FAQ about Zingerman’s food clubs
When will the first installment ship?
Whenever you’d like! Want to plan ahead and cross off an item on your gifting to-do list? You can choose a preferred arrival date in the future when you checkout online or when you give us a call. Otherwise, the first installment will ship on our next available ship date.
When will the rest of the installments ship?
After the first installment, the remaining club shipments will arrive every four weeks. If you’d like to change the delivery for any reason – maybe the recipients are traveling or maybe you want the shipments to occur every other month – we can make it happen! Just reach out to us and we’ll be glad to help.
How easy is it to change the address for one or more shipments?
Super easy! You can call, email, text or chat and let us know about the update. As long as it hasn’t shipped, we can change the address with a few simple clicks.
When am I charged for the club?
You’ll be charged the full amount for the club before the first installment ships out.
Are there printable cards for the food clubs?
How long can you store olive oil?
As a very flexible rule, extra virgin olive oil can be stored for about a year. It likely will not go rancid after a year, but the flavors will mellow as the oil matures. There’s often a best by date on the bottle that is usually 1-2 years after it has been bottled.
What’s the best way to store olive oil?
Keep it in a relatively cool, dark place. Heat and light are enemies, so keep it away from window sills and stove sides. There’s no need to refrigerate, in fact, we recommend you avoid it.
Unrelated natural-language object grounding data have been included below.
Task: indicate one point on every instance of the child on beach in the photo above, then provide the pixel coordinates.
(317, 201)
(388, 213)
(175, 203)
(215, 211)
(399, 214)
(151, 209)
When can I expect the next season’s olive oils to arrive?
Most of our olive oils come from the Northern Hemisphere, so the olives are harvested in the fall. The pressing and bottling happens in the fall or early winter. For any oils that aren’t produced in the United States, we’ll then wait for them to slowly make their voyage across the ocean to us. Keep an eye out for new harvest oils to be on our shelves by late spring or early summer.
How we know our olive oil is the real deal
Every couple years it seems a big news story breaks about the dangers of adulterated extra virgin olive oil.
What’s the story?
The oils are invariably from producers who are blending olives from many sources. They’re mixing less expensive oils in, ones that are possibly not from the region they say they are, possibly not extra virgin. They cut costs, they cut the quality of the oil, they mislabel. This is totally illegal. But it’s not uncommon in the Big Olive Oil Industry.
How do we know that Zingerman’s olive oils aren’t subject to this kind of adulteration?
We’re buying our oils directly from farmers (with very few exceptions). They make olive oil using only the olives grown on their own estates. Most bottle only a couple thousand liters annually, as compared to the millions of bottles that come from big companies. They laugh at the idea that they’re importing containers of cheap oil to make a buck. We’ve visited most of them and, frankly, when you see the small scale of their production and the handiwork that goes into it, it’s no surprise that they’re baffled.
We taste every olive oil we carry, usually many times a year. We make sure that the quality is still up to snuff. It’s not hard to spot the fakers. You really can taste the difference.